What they want to do is buy the thing from you, not talk to you. One day they will fly the author down to the set. They give them a tour. They meet the actors and have lunch on the set. They will give them a Directors Chair with their name on the back. And then the cast and crew will give them a round of applause. Then they’re going to put your ass back a on plane — and get you off their set. And say, “see you at the premiere.” That’s the sort of involvement they want after they make the deal. There’s already too many cooks.
A war story:
We had one [book] under contract and they very quietly renewed the option. And they very quietly renewed it again — a third option. And then I got this frantic phone call one day — years later! — saying: “Listen, we’re exercising the option, we making this thing. We start filming in three weeks. But we realized the option expires at midnight tonight. So I’m going to put an intern on a plane with a check so that we don’t lose the rights unless you’ll give a one-day extension so I can use FedEx.” So I said, “Great…Tell me about the movie.” And they said, “Well, it’s filming and we got this big star in it.” I said, “Well, how is different from the book?” And she says, “Tell you the truth, I haven’t read the book. It’s been in turn-around 3 or 4 times, we’ve had 2 or 3 scripts.” She says, “You tell me what the book is about and I’ll tell you what’s different in the movie.”
So, I — I really don’t want to embarrass anyone down there [L.A.]…I don’t know if it’s that big a deal anymore, it’s been years ago…But I said, “It’s about a woman whose grandfather and father cheated on her grandmother and mother and she vowed not to let that happen and she married a black football player, they lived in Ann Arbor, and they were married for twenty-five years very happily, then he cheated on her and left her. And it’s about the emotional fallout from that, kids and all that.” And the woman said “Well, it [the movie] doesn’t take place in Ann Arbor, it takes place in New Orleans; he’s not a black football player, he’s a white architect, they don’t have any kids and he doesn’t do the cheating — she does.” I’m like, “SHE cheats?!” She’s the cheater in the relationship?” “Yeah,” [says the movie producer].

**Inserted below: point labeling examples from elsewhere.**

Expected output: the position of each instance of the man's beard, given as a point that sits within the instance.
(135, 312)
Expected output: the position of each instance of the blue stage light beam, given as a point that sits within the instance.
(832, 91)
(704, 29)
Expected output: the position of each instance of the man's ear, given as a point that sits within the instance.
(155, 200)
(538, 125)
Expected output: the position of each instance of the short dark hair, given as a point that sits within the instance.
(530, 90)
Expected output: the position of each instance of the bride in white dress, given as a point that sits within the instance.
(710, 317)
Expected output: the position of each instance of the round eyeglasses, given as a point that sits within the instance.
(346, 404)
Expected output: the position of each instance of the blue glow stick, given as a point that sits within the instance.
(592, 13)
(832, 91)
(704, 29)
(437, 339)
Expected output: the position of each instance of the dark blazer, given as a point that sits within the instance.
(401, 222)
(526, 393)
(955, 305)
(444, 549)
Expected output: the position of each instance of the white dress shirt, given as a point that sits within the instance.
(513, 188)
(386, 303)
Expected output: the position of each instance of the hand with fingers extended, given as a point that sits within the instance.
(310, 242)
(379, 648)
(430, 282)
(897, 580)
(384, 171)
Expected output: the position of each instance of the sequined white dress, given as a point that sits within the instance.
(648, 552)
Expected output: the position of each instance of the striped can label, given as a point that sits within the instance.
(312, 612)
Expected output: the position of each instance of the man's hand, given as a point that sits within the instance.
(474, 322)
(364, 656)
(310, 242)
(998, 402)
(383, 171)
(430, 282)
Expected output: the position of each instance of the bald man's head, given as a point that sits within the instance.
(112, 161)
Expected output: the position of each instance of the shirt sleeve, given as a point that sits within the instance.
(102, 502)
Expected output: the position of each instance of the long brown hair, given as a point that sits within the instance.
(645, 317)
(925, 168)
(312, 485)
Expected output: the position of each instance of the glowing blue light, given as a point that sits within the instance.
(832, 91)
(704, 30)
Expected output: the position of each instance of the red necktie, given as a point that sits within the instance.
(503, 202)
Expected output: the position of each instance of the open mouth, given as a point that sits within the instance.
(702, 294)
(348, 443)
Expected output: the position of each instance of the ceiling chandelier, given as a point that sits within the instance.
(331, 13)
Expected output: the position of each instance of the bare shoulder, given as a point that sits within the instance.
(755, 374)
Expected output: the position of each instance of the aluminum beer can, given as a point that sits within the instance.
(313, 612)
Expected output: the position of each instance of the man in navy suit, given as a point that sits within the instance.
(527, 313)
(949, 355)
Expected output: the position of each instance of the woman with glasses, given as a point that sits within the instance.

I said, “You DO know this is a memoir — and not a novel, right?” And then there’s dead silence at the other end and she goes “I don’t … I think we’ve…lost…track…of …that.” So they took this woman’s life and…she says, ah…Suddenly there’s a flurry of calls from the people that insure the film: They don’t have life rights. You know, you do a memoir, you have to get people’s permission to portray them on film. People have an inherent right to privacy in the Constitution. And a corresponding inherent to [control your own] publicity. So they had to track everyone down — or change them so much that they were unrecognizable to a casual acquaintance. And so we could have held them up, held up the production and so forth — but we cooperated. The author said, “It’s so different it doesn’t even matter. It’s not even my life.” So they paid her as a consultant and treated her real well, flew her down to the set…But that was a funny story about what could happen…They start asking, “Well, what if we do this…What if it was the other that cheats…You can almost see the Hollywoodization of a book…Luckily it had a good ending: The author got to put her kid through Columbia with that money. So, y’know…We all saw it as a win. That taught me not to lose track of it. Now, when I do a contract I want at least consultation on a script…
Share your own Hollywood war story in the comments below.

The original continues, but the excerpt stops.